Morning Roundup: Base Fare for Uber, Tolls on Downtown Roads, MLK Jr.

Your local politics morning digest.

By Hayat Norimine April 4, 2018

SEATTLE CITY COUNCIL: A base fare for rideshare? Council president Bruce Harrell's committee is considering a resolution that would support a base fare for transportation network companies like Uber as well as for-hire and taxicab companies. (Uber has been heavily lobbying against the change, and sent out an email to Uber users that claimed the policy would double their fares.)

Council member Mike O'Brien yesterday offered an amendment that demands companies provide the council data from last year—number of hours the driver worked, what they charged, duration of the trips, and total compensation for every driver—by May 31. If they don't, council members could consider legislation requiring it.

"I've talked to drivers...that said they're making a lot of money. They're having a great time," Harrell said. "I've talked to other people who are saying that in the last two years, they're really, really struggling. So we're getting all this anecdotal information." Harrell said council members have been asking TNCs for this information for weeks. 

Public transit buses greenwood seattle city hegxxl

Downtown congestion. "The reality is, we are going to have a very constrained downtown service system for the next three to five years," said acting SDOT director Goran Sparrman during O'Brien's sustainability committee. As traffic comes off the SR 99 project, that'll lead to more buses competing for roadway space downtown until expanded light rail takes some of that restraint off. 
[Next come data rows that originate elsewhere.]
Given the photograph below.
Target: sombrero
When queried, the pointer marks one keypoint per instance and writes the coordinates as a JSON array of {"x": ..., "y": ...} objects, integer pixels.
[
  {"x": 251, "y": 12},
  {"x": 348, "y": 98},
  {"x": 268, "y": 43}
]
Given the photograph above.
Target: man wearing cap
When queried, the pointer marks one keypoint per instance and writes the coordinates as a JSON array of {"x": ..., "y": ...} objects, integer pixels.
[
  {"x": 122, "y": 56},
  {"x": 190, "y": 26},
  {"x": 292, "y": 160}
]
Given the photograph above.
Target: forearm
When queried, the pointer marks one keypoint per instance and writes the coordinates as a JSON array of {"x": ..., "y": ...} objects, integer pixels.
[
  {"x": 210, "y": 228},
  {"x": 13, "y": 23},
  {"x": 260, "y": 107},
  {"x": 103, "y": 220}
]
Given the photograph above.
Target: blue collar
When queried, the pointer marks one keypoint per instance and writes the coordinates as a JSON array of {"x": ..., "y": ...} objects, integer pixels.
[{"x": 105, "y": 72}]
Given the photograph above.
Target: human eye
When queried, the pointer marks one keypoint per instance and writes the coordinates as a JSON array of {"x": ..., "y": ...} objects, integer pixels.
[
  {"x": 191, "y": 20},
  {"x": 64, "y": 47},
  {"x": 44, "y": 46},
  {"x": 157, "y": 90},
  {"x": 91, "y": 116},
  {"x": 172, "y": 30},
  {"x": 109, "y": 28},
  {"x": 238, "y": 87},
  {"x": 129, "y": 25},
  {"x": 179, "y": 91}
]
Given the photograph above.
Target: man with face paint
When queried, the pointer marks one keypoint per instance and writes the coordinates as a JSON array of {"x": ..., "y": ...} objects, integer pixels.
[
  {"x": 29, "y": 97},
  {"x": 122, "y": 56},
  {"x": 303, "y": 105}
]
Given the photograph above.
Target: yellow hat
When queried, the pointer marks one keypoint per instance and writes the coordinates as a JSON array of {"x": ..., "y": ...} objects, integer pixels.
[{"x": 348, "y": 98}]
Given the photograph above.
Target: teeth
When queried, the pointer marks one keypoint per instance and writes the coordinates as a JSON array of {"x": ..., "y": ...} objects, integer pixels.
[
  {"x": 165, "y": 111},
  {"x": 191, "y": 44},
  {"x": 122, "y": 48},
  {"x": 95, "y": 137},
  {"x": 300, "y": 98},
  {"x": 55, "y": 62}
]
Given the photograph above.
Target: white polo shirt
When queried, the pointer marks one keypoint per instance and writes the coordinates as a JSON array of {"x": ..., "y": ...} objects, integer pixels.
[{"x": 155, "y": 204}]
THE MAYOR: Ahead of a press conference Wednesday morning, The Seattle Times broke the news that Mayor Jenny Durkan wants to toll city roadways to reduce carbon emissions and congestion, and for the system to be in place by the end of her first term in 2021. That could mean putting it to a city vote. 

Other good reads: 

-University of Washington Medicine is considering shuttering its psychiatric unit as the state still struggles with a mental health crisis, The Stranger reported. 

-The Seattle Times reported another budget buster—Sea-Tac airport's new facility for international arrivals.

-It's the 50th anniversary of Martin Luther King Jr.'s assassination. Read Joe Copeland's column on the country's selective memory when it comes to civil rights, or Jerry Large's column on Seattle's continuing battle with inequality, or Georgia McDade's column on what's changed and what we still have left to accomplish since. 

Updated 9:41am on April 5: A quote by Harrell mistakenly included the word "not" when referring to Uber drivers who say they're making a lot of money. I apologize for the error.